Name: _________________________________________
This lab will demonstrate the use of computer programs as experimental tools for solving problems. Utilizing a Web page with embedded JavaScript code, you will perform experiments with word distributions and attempt to estimate the number of words with certain properties. Many of the labs in this course will similarly emphasize the use of computers for modeling complex phenomena or for analyzing data, and so will help to develop empirical skills such as formulating reasonable hypotheses, designing experiments, executing them, and critiquing the results.
The Web page www.dickinson.edu/~cs131/Labs/randSeq.html contains JavaScript code for generating random sequences of letters. By default, clicking on the button labeled "Click to generate letter sequences" within the page will generate and display a single sequence of 3 random letters, e.g., "syk". By changing a value in the appropriate box, however, the number of random sequences, the length of each sequence, and even the possible letters in each sequence can be changed.
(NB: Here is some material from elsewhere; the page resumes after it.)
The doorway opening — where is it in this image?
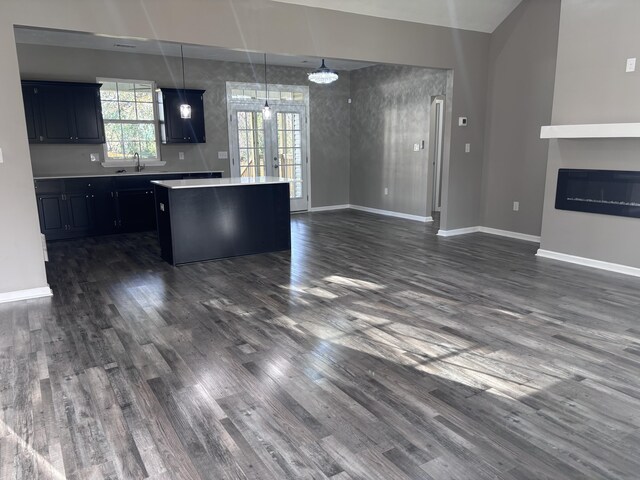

EXERCISE 1: Load this page into a separate browser window. Generate 10 random sequences of 3 letters and list them below. Were any of the 10 sequences real English words? Would you expect them to be?
EXERCISE 2: Modify the appropriate value in the page to generate 10 random sequences of 4 letters and list them below. Were any of the 10 sequences real English words? Would you expect them to be? Would you expect a 4-letter word be more or less likely than a 3-letter word? Explain.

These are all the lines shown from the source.